The flipside of tagging penguins
The cull is tightened around the arm and the stethoscope applied but the pressure readings are all over the place. Measurement processes which alter what’s being measured are useless to science. Nor is this just a medical problem; a recent paper in Nature claims that scientists studying penguins have been making a similar error. Information they have been gathering for years is flawed.
Penguins return to their breeding colonies each spring. ‘Roll-calls’ at the sites tell scientists how many birds have made it through the winter and how the species is faring. They study mate fidelity, hatching-success and chick survival rates. But there’s a problem. The birds wear identical uniforms and it’s impossible to tell one individual from another.
To recognise birds, researchers fit marking devices. Traditional metal leg-rings are too small for the numbers engraved on them to be easily read. A marker, from the researchers’ point of view, must be big and bright. Metal or plastic bands wrapped around a wing seemed ideal; marked birds were easy to spot among the crowds at the colonies and the codes engraved on the bands could be read through binoculars.
Banding, though visually intrusive, did not appear to alter a bird’s behaviour. Marked individuals returned to the colonies to nest, rearing young just as successfully as ones which had not been marked. Or so it seemed, until a team of French researchers took a closer look. The team’s results, published recently, have been a bombshell for penguin studies. Claire Saraux and colleagues from the University of Strasbourg argue that wing bands harm the birds and that the results obtained from using them are invalid.
A hundred king penguins were fitted with electronic tags on Possession Island in Antarctica. The devices, normally used to identify dogs and cats, are inserted under the skin. They don’t transmit signals continually but react when a transponder is near them. Fifty of the penguins, half the sample, were given metal wing bands in addition to the electronic tags.

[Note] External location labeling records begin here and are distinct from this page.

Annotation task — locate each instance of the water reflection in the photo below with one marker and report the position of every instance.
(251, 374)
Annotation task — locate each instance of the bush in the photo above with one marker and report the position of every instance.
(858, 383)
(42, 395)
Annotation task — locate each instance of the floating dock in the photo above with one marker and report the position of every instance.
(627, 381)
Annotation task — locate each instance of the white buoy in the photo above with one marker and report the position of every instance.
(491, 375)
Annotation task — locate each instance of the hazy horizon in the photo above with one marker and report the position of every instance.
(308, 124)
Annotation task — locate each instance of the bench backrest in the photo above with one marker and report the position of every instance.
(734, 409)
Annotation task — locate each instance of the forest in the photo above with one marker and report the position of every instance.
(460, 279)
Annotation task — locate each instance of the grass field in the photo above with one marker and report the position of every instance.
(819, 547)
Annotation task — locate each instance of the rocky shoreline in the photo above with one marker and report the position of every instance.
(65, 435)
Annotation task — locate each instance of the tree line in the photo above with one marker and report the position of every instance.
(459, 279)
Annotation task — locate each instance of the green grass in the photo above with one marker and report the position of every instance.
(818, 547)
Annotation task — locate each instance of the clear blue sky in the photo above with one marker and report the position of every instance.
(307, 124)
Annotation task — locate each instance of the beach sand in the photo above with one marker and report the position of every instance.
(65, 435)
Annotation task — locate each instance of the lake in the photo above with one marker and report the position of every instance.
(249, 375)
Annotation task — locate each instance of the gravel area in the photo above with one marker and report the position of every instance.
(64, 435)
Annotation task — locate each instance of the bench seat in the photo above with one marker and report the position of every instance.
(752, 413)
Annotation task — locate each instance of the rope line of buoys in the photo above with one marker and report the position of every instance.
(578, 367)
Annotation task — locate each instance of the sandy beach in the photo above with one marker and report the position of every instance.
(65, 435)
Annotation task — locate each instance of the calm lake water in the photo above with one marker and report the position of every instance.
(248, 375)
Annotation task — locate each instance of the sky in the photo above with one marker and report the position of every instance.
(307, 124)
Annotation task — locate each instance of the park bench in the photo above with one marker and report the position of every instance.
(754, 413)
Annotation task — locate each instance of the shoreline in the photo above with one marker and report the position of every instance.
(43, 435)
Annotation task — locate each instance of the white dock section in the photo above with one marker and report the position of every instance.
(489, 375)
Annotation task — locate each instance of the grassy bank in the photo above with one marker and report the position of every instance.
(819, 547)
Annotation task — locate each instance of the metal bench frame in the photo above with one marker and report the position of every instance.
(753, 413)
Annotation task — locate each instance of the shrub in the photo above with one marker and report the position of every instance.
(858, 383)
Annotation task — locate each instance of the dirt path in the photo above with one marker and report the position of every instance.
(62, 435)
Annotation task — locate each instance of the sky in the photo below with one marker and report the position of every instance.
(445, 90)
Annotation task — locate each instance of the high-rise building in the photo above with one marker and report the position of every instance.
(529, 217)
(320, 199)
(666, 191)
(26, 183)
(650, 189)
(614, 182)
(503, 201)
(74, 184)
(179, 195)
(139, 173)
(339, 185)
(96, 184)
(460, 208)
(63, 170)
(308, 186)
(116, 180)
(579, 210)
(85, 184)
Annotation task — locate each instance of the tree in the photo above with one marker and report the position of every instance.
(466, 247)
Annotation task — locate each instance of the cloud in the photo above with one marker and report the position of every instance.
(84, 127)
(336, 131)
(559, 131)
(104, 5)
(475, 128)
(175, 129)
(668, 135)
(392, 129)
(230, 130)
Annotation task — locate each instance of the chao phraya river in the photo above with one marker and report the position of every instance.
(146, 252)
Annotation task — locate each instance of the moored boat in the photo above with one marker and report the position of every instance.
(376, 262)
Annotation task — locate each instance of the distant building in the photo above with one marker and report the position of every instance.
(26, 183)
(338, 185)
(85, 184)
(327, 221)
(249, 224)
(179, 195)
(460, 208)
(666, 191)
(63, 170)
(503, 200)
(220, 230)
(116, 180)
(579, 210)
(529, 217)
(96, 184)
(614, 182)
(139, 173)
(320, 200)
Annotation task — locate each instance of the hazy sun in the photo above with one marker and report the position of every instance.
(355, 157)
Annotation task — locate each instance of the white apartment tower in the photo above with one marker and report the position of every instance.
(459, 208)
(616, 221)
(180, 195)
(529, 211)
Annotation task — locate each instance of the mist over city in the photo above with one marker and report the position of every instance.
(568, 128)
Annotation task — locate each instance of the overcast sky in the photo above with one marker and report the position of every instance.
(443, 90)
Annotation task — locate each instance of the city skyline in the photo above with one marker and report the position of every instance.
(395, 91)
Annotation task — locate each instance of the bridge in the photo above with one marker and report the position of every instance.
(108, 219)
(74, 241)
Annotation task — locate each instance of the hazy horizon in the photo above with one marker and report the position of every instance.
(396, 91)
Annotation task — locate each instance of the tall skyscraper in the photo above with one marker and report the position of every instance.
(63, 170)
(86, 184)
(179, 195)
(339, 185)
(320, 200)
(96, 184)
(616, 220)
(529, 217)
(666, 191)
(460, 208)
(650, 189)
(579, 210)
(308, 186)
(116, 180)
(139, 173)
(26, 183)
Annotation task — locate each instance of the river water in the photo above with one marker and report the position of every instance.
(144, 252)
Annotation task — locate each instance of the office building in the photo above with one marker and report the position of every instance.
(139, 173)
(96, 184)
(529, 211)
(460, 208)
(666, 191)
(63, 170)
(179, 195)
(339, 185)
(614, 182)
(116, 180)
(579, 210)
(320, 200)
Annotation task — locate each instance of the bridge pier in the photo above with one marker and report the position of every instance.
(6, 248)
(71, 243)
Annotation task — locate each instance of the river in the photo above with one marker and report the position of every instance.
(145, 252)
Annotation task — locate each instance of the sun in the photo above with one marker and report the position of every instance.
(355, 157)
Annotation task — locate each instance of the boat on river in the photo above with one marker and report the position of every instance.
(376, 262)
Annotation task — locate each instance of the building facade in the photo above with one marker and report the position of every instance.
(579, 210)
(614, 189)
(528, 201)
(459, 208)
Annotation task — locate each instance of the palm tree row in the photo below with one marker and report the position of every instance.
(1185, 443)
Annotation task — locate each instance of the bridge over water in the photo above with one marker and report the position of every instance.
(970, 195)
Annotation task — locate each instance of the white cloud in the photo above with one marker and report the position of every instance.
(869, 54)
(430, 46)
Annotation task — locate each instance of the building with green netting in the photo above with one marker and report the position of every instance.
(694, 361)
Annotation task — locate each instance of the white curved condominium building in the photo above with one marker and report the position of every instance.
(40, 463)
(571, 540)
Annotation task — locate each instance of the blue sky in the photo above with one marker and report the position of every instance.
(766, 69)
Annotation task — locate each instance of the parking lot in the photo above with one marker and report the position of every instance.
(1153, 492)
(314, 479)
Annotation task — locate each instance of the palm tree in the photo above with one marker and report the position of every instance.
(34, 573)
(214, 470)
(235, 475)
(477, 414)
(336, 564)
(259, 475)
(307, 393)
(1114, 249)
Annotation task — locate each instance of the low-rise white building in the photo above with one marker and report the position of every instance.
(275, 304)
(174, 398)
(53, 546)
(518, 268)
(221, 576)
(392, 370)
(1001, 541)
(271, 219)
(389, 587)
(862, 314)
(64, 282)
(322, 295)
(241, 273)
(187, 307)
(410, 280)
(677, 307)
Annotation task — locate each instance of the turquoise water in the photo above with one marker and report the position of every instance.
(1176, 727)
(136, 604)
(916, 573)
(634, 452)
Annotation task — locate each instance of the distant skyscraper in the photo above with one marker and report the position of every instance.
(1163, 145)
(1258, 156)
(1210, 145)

A decade later, 10 of the wing-banded birds were still alive, compared to 18 of those without tags. Carrying a band evidently shortens a bird’s life. Just why this should be so is not known exactly. Perhaps the band impairs a bird’s ability to swim. Penguins are flightless and their wings have evolved into fins. A band on the wing causes drag. Tests carried out with Adélie penguins swimming in tanks showed that birds with wing-bands used 24% more energy than non-banded ones. This could mean that wild penguins are less able to catch fish and escape from predators. Another possibility is that gaudy wing-bands spoil a bird’s camouflage. Penguins have dark backs so that predators don’t spot them from above while white bellies render them less visible to the fish swimming below.
Banding, according to the Strasbourg team, also impairs a penguin’s ability to breed. Wing-banded birds were later than normal arriving back at the breeding colonies and, over the 10 years, they reared 41% fewer chicks than non-banded ones. Reduced swimming and hunting ability seem to be implicated; wing-banded penguins spent on average 12.7 days away from the nest on foraging trips compared to 11.6 for normal ones. The babies of banded parents received less food. They were probably lighter at fledging and, presumably, less well equipped for the trials of life. A similar problem arose closer to home during the 1970s.
Brent geese, captured on the islands of the Canadian Arctic, were fitted with metal neck-collars. Many of the marked birds visited Irish estuaries during the following winters, when I spent a great deal of time tracking them and reading the neck codes through a telescope.
It soon became evident that all was not well. Birds constantly rubbed their necks, trying to remove the collars. Marked individuals were often seen away from the flocks. Either they were ostracised or they had become too weak to keep up with their peers. Collars and wing-bands are not good for birds — or science.